The NCI-MATCH trial will be open to the National Cancer Institute-supported National Clinical Trial Network, which boasts more than 2,400 regional facilities across the country. Supporting this study, as many as 3,000 tumor samples will be sequenced at the NCI Molecular Characterization Laboratory in Frederick, Md., as well as at the University of Texas MD Anderson Cancer Center, Massachusetts General Hospital and Yale University.

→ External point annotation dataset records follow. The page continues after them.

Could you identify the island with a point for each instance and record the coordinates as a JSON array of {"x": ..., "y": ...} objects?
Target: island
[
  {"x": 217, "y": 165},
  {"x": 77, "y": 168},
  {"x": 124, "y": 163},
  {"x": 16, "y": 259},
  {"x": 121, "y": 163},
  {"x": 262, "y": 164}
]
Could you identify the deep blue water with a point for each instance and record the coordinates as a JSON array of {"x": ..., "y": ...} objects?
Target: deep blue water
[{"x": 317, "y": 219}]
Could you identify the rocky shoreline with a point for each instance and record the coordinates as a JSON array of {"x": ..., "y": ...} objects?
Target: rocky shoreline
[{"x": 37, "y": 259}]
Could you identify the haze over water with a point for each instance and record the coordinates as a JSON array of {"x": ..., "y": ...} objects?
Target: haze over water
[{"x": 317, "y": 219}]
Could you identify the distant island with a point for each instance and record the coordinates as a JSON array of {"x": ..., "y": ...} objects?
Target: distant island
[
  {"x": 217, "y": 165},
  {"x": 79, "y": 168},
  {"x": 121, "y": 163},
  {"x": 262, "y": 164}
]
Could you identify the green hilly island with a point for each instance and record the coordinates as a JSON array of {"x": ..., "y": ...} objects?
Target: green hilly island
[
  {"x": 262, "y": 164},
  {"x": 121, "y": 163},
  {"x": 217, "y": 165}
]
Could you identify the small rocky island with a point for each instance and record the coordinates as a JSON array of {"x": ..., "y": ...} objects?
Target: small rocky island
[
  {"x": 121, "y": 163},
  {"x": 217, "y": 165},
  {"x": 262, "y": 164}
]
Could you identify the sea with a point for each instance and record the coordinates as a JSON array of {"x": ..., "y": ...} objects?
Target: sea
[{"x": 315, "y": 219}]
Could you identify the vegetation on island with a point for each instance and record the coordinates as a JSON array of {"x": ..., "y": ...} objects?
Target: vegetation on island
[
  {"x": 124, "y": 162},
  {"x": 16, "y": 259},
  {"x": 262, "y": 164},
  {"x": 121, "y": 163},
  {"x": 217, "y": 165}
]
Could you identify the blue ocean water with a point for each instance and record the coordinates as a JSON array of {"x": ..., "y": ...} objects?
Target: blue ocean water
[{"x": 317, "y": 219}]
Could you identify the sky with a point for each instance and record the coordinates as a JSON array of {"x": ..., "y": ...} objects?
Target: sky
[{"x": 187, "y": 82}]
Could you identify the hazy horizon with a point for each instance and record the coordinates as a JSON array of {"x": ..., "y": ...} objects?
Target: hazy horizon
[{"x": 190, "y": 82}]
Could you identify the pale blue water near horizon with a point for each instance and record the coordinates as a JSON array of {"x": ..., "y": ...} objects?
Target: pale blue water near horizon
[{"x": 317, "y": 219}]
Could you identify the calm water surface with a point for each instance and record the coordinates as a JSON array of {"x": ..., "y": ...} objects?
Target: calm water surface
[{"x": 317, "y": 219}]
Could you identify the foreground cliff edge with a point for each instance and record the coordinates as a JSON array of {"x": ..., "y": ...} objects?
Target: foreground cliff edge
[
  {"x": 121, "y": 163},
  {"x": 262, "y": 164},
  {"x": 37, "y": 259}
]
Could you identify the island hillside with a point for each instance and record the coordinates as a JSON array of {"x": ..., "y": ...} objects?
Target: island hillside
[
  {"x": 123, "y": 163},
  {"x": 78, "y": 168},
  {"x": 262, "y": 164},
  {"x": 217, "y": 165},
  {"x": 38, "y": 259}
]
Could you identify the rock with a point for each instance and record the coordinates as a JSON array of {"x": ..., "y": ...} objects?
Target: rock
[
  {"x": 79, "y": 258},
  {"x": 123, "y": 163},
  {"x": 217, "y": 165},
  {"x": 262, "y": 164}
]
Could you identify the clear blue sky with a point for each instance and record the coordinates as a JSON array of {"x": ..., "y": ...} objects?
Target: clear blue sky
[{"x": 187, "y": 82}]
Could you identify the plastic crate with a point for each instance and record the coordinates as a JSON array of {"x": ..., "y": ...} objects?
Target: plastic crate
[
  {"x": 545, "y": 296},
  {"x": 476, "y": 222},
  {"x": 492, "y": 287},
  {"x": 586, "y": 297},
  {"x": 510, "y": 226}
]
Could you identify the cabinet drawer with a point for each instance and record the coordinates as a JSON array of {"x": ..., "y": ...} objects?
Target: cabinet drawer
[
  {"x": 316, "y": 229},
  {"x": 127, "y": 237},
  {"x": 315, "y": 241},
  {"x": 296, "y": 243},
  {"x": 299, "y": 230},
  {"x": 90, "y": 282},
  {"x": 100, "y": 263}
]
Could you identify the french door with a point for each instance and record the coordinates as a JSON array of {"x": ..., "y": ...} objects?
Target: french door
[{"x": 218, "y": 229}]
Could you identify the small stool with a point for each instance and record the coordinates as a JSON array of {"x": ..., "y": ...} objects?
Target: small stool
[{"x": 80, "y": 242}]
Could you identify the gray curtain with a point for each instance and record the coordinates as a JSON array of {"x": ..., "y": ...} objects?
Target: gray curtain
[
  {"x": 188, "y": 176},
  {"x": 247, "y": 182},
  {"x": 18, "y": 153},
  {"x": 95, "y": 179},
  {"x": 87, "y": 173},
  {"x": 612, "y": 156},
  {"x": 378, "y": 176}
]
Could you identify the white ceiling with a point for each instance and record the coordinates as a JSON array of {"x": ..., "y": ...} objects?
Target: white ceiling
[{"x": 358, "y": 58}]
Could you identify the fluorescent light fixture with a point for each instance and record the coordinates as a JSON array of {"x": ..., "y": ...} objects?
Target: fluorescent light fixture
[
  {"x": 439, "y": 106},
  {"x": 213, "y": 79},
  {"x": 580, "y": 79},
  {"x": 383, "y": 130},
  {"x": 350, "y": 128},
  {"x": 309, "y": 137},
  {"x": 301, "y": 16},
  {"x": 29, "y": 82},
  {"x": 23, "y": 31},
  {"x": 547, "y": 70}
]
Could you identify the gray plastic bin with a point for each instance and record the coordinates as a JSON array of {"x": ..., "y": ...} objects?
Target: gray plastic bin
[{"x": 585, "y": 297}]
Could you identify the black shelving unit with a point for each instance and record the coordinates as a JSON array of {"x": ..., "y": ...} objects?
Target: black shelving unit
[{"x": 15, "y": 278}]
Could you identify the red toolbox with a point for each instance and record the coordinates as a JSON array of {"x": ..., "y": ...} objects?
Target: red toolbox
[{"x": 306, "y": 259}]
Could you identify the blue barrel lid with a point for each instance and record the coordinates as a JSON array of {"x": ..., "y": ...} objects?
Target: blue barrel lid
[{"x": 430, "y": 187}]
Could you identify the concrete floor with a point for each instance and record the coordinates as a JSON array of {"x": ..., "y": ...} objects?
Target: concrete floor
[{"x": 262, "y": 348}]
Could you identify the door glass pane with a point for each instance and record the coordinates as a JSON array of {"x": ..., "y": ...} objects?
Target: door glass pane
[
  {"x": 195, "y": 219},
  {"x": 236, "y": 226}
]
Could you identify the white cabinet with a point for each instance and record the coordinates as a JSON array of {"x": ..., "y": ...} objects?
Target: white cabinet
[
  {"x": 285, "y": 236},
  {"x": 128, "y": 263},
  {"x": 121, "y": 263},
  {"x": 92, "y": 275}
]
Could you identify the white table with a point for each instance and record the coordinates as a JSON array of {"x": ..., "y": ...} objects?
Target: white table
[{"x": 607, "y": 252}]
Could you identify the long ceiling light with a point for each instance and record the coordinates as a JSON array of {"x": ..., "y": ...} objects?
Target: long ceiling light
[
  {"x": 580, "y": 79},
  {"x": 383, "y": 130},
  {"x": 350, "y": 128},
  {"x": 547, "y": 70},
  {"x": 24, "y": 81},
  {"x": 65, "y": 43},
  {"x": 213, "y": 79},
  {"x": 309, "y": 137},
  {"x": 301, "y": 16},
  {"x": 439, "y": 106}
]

Each will use a standardized NGS protocol developed using Thermo Fisher’s Oncomine reagents and the Ion Torrent sequencing system.
 
This targeted sequencing approach, which is differentiated by its very low sample (DNA and RNA) requirement and faster turnaround time on the Ion Torrent platform, reportedly enables accurate and reliable sequence analysis across a large range of tumor sample types, including small biopsies and fine-needle aspirates.
 
“Clinical trials of this size and type must rely on technology that can accurately detect a wide range of infrequent gene alterations with a single assay of small amounts of DNA and cDNA from a formalin-fixed paraffin-embedded biopsy specimen or fine-needle aspiration specimen,” said ECOG-ACRIN laboratory lead Dr. Stanley R. Hamilton, head of pathology and laboratory medicine at MD Anderson. “Meeting these requirements was a key deciding factor for choosing this platform after we completed our evaluation process. These same assay requirements will often apply to enabling precision medicine.”
 
“A study of this scale would not be feasible using the traditional one-sample, one-biomarker testing approach,” said Mark Stevenson, executive vice president and president of Life Sciences Solutions at Thermo Fisher. “And it is the first nationwide oncology trial of its kind that will be conducted in the spirit of President Obama’s Precision Medicine Initiative, which has the potential to transform the future of cancer care.”